Application of interval field method to the stability analysis of slopes in presence of uncertainties

Spatial uncertainty of soil parameters has a significant impact on the analysis of slope stability. Interval field analysis is emerging as a complementary tool of the conventional random field method that can take spatial uncertainty into account, which, however, has not been investigated in slope stability analysis. The present paper proposes a new method, named the interval field limit equilibrium method (IFLEM), for assessing the stability of slope in the presence of the interval field. In this method, the modified exponential function is introduced to characterize the spatial uncertainty of the interval field and the Karhunen-Loeve-like decomposition is employed to generate the interval field. Then, in a single calculation, the deterministic slope stability analyzed by the Morgenstern-Price approach is implemented in order to estimate the safety factor. Subsequently, the upper and lower bounds of the interval of safety factor are efficiently evaluated by a kind of surrogate-assisted global optimization algorithms, such as Bayesian global optimization used in this study. Finally, the effectiveness of the proposed method is verified by three numerical examples.
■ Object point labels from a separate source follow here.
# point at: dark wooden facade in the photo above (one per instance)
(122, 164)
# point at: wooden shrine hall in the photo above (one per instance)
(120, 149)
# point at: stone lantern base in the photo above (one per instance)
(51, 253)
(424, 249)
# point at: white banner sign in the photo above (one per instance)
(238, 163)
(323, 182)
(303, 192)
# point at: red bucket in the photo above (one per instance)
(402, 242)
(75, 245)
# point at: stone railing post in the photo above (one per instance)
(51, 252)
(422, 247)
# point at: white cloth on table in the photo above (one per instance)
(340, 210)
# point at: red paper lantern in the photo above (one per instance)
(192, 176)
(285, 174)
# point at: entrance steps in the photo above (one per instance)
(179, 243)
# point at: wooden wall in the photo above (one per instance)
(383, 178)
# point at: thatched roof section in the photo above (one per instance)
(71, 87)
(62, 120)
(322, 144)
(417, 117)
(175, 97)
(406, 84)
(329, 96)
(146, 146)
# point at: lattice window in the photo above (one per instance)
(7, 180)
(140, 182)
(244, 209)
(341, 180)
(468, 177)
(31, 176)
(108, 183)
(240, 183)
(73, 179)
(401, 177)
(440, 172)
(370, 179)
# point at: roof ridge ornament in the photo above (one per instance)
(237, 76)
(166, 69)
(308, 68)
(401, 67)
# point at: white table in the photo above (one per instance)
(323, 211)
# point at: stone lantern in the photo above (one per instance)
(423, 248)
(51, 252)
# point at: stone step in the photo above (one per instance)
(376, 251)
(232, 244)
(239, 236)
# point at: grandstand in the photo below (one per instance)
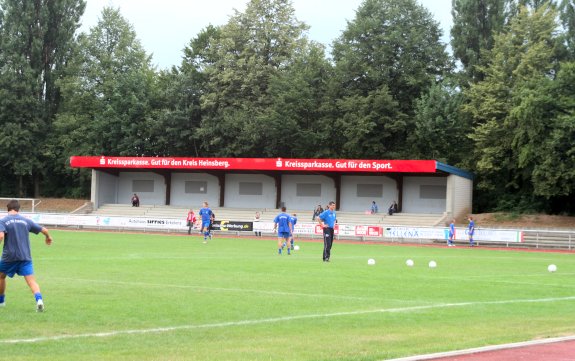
(247, 214)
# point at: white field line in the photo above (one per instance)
(224, 289)
(272, 320)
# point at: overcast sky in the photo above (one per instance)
(165, 27)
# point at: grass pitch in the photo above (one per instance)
(115, 296)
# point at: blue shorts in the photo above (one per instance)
(22, 268)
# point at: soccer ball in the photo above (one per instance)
(552, 268)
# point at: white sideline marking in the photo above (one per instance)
(484, 349)
(272, 320)
(246, 290)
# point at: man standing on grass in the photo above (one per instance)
(206, 215)
(284, 226)
(471, 230)
(293, 221)
(327, 220)
(16, 255)
(451, 233)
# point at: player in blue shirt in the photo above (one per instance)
(206, 216)
(282, 222)
(327, 220)
(471, 230)
(16, 254)
(293, 220)
(451, 233)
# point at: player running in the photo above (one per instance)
(293, 220)
(451, 234)
(282, 222)
(470, 231)
(206, 215)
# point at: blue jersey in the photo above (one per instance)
(206, 215)
(283, 220)
(471, 227)
(293, 220)
(328, 217)
(16, 239)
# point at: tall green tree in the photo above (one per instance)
(252, 49)
(513, 110)
(567, 15)
(108, 93)
(441, 129)
(36, 39)
(385, 59)
(475, 23)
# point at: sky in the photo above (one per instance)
(165, 27)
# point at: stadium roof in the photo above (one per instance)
(267, 164)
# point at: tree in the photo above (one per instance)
(385, 59)
(567, 15)
(475, 23)
(441, 129)
(36, 38)
(251, 50)
(108, 92)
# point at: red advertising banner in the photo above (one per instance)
(280, 164)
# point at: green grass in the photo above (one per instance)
(236, 299)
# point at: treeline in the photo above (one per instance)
(501, 105)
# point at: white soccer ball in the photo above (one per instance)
(552, 268)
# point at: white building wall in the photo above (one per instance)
(294, 202)
(234, 199)
(351, 202)
(462, 195)
(179, 197)
(412, 201)
(104, 188)
(125, 191)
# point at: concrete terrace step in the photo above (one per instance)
(247, 214)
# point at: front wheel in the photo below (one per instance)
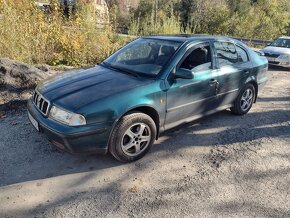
(245, 100)
(132, 137)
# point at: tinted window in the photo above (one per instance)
(242, 55)
(198, 60)
(226, 53)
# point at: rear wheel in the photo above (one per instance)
(245, 100)
(132, 137)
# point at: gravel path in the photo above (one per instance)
(219, 166)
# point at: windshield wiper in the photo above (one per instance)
(121, 69)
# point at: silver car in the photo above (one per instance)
(278, 52)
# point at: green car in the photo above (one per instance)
(150, 85)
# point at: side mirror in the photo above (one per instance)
(183, 73)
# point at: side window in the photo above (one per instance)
(242, 55)
(198, 60)
(226, 53)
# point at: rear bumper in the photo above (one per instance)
(87, 139)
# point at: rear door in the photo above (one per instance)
(233, 67)
(189, 97)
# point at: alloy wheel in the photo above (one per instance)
(136, 139)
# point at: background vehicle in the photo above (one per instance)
(150, 85)
(278, 52)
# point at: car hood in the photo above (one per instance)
(277, 50)
(75, 89)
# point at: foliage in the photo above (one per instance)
(27, 34)
(262, 19)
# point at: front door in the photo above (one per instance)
(187, 98)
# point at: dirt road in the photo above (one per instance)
(219, 166)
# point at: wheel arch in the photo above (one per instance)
(151, 112)
(255, 84)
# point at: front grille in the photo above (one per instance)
(271, 55)
(41, 103)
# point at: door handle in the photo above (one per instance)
(212, 82)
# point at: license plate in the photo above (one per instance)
(33, 121)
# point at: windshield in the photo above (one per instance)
(281, 42)
(143, 56)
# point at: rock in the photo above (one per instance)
(17, 75)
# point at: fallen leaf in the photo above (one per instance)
(134, 189)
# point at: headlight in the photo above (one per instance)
(66, 117)
(284, 57)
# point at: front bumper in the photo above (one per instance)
(83, 139)
(278, 62)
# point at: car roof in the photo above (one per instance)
(189, 37)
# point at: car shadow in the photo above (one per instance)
(278, 68)
(42, 160)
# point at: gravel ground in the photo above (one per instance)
(219, 166)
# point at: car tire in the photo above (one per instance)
(132, 137)
(245, 100)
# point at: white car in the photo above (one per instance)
(278, 52)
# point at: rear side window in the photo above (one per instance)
(226, 53)
(242, 55)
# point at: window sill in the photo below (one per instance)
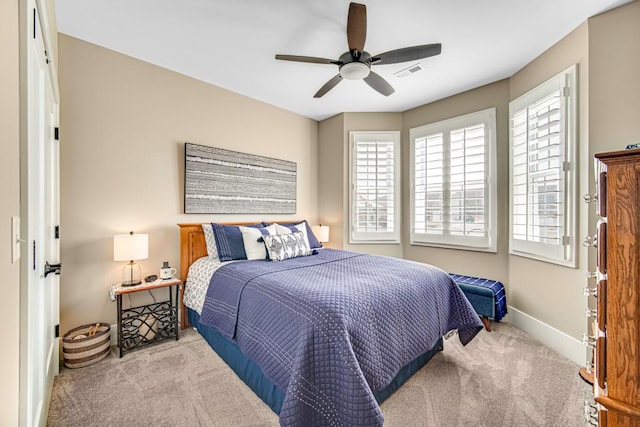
(561, 263)
(455, 247)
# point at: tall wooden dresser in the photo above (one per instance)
(617, 325)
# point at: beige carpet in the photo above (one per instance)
(502, 378)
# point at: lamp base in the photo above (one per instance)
(131, 274)
(131, 283)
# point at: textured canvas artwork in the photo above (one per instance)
(222, 181)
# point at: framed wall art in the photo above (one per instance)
(229, 182)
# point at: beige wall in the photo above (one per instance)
(614, 85)
(123, 127)
(334, 175)
(331, 187)
(482, 264)
(10, 206)
(548, 292)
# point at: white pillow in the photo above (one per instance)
(255, 249)
(210, 239)
(281, 229)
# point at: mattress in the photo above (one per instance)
(333, 330)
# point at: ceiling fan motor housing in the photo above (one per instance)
(353, 68)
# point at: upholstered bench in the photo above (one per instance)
(486, 296)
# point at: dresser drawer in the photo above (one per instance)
(602, 194)
(602, 246)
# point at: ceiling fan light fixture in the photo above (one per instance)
(354, 70)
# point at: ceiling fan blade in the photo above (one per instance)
(328, 86)
(407, 54)
(378, 83)
(357, 28)
(311, 59)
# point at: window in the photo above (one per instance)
(375, 187)
(542, 171)
(453, 186)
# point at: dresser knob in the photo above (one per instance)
(590, 241)
(588, 340)
(590, 312)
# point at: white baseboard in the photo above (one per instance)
(564, 344)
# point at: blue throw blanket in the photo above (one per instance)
(330, 328)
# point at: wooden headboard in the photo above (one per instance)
(192, 247)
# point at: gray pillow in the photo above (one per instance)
(285, 246)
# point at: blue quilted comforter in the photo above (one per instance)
(330, 328)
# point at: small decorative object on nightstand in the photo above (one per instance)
(146, 324)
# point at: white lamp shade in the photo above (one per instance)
(321, 232)
(130, 247)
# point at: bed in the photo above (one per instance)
(303, 335)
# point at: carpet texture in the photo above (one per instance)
(502, 378)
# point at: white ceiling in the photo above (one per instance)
(232, 44)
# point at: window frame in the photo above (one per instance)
(565, 253)
(487, 117)
(374, 237)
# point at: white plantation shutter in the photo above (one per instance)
(375, 187)
(453, 193)
(542, 175)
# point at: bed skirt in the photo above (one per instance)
(251, 374)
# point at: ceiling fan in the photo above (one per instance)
(356, 63)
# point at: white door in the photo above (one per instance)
(41, 302)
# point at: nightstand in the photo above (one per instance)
(147, 324)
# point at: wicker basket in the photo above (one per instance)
(80, 349)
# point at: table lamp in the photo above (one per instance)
(131, 247)
(321, 232)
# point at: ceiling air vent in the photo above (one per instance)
(408, 71)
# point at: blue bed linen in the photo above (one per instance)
(331, 341)
(271, 394)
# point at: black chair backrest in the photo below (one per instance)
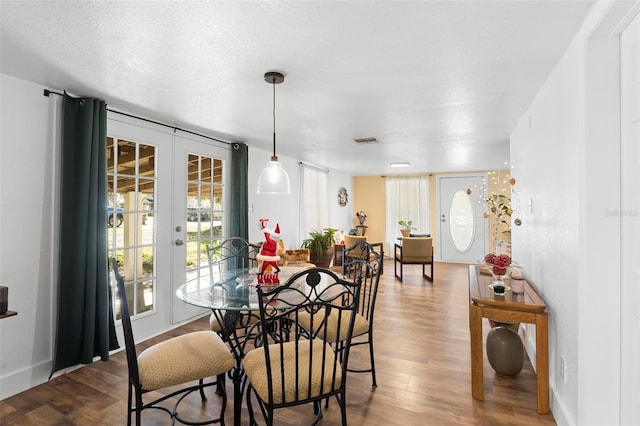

The results indicate that the proposed method can provide reasonable accuracy and efficiency, which is potentially applicable to a number of geotechnical systems.

Automated summary

This paper proposes a new method, named the interval field limit equilibrium method (IFLEM), for assessing the stability of slope in the presence of the interval field. The method involves using a modified exponential function to characterize the spatial uncertainty of the interval field and employing Karhunen-Loeve-like decomposition to generate the interval field. The proposed method is verified using three numerical examples and demonstrates reasonable accuracy and efficiency, making it potentially applicable to a number of geotechnical systems.